The Supreme Court on Wednesday exonerated the six accused, including scientists S Nambi Narayanan and Sashi Kumar, in the Indian Space Research Organisation espionage case.

A division bench comprising Justices M K Mukherjee and S S M Quadri also quashed a notification of June 27, 1997, which enabled the state police to reopen the case after the Central Bureau of Investigation recommended its closure.

In a 35-page judgment, the SC has directed the Kerala government to pay a compensation of Rs 100,000 to each of the accused.

Besides Narayanan and Shashi Kumar, K Chandrasekhar, an agent of a Russian firm, businessman S K Sharma and two Maldivian nationals, Fouzia Hassan and Mariam Rasheeda, were also charged with passing on drawings and documents relating to the Viking engine and cryogenic technology to foreign agents five years ago.

They had been charged under sections three and four of the Indian Official Secrets Act, 1923.

The special branch of the Kerala police initially investigated the case. Later the CBI took over and, finding the allegations of espionage false, recommended closing the case. The chief judicial magistrate of Ernakulam, too, acquitted the six.

However, the Marxist government headed by E K Nayanar got the state police to reopen the investigation.

The withdrawal notification was challenged before the Kerala high court which held the notification as valid.

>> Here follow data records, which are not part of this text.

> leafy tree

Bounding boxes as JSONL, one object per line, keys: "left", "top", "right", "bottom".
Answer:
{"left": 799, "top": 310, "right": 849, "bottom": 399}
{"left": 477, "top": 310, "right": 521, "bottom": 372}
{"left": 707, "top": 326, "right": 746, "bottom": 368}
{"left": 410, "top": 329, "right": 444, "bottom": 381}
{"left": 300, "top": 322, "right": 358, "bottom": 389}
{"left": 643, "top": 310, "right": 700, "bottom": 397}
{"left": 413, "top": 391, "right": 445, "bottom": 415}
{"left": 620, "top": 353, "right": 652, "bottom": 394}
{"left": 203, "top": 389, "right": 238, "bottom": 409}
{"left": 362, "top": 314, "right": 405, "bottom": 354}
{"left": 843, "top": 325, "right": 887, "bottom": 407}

Whereupon it was appealed in the apex court.

The SC observed that no investigation started by the CBI with the consent of a state government could be stopped midway.

''Even if we hold that the state government had the requisite power and authority to issue the impugned notification, still the same would be liable to be quashed on the ground of malafide exercise of power, eloquent proof of which had come on record in the instant case,'' the judges observed.

On studying the CBI report which runs to over 100 pages, the judges found it had made a detailed investigation from all angles before deciding the allegations were false.

The court said the Indian government had, by supporting the case of the accused in the high court, made it abundantly clear it was satisfied with the CBI's investigation and was strongly opposed to any attempt to reopen the case. Despite this, the court noted, the state government had been pursuing the matter zealously, knowing fully well that the accused could be prosecuted only at the central government's instance.

''We are constrained to say that the issuance of the impugned notification does not comport with the known pattern of a responsible government bound by the rule of law. This is undoubtedly a matter of concern and consternation. We say no more, '' the judges observed.